HL 39: Materials and devices for quantum technology II

HL 39.6: Vortrag

Mittwoch, 18. März 2020, 11:30–11:45, POT 112

Spin shuttling in a silicon double quantum dot — •Florian Ginzel¹, Adam R. Mills², Jason R. Petta², and Guido Burkard¹ — ¹Department of Physics, University of Konstanz, D-78457 Konstanz, Germany — ²Department of Physics, Princeton University, Princeton, New Jersey 08544, USA

Motivated by the demand[1] for long and intermediate range interaction in quantum information devices and recent developments[2,3] we theoretically analyze the dynamics of an electron during a detuning sweep in a silicon double quantum dot (DQD) occupied by one electron, and investigate possibilities and limitations of spin transport. Spin-orbit interaction and an inhomogeneous magnetic field which can introduce errors are included in our model. Interactions that couple the position, spin and valley degrees of freedom open a number of avoided crossings in the spectrum allowing for diabatic transitions and interfering paths.

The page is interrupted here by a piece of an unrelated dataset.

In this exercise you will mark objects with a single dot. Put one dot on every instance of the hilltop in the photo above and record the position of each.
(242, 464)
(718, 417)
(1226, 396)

The outcome of a spin shuttling protocol is explored by means of numerical simulations and an approximate analytical model based on the solution to the Landau-Zener problem. We find that constructive interference can ensure a high transport fidelity even for a fast protocol. Exploiting destructive interference between different paths the DQD can also act as a spin or valley filter.

This work was supported by the ARO grant W911NF-15-1-0149.

[1] J. M. Taylor et al., Nat. Physics 1, 177 (2005)

[2] T. Fujita et al., npj Quan. Inf. 3, 22 (2017)

[3] A. R. Mills et al., Nat. Communs. 10, 1063 (2019)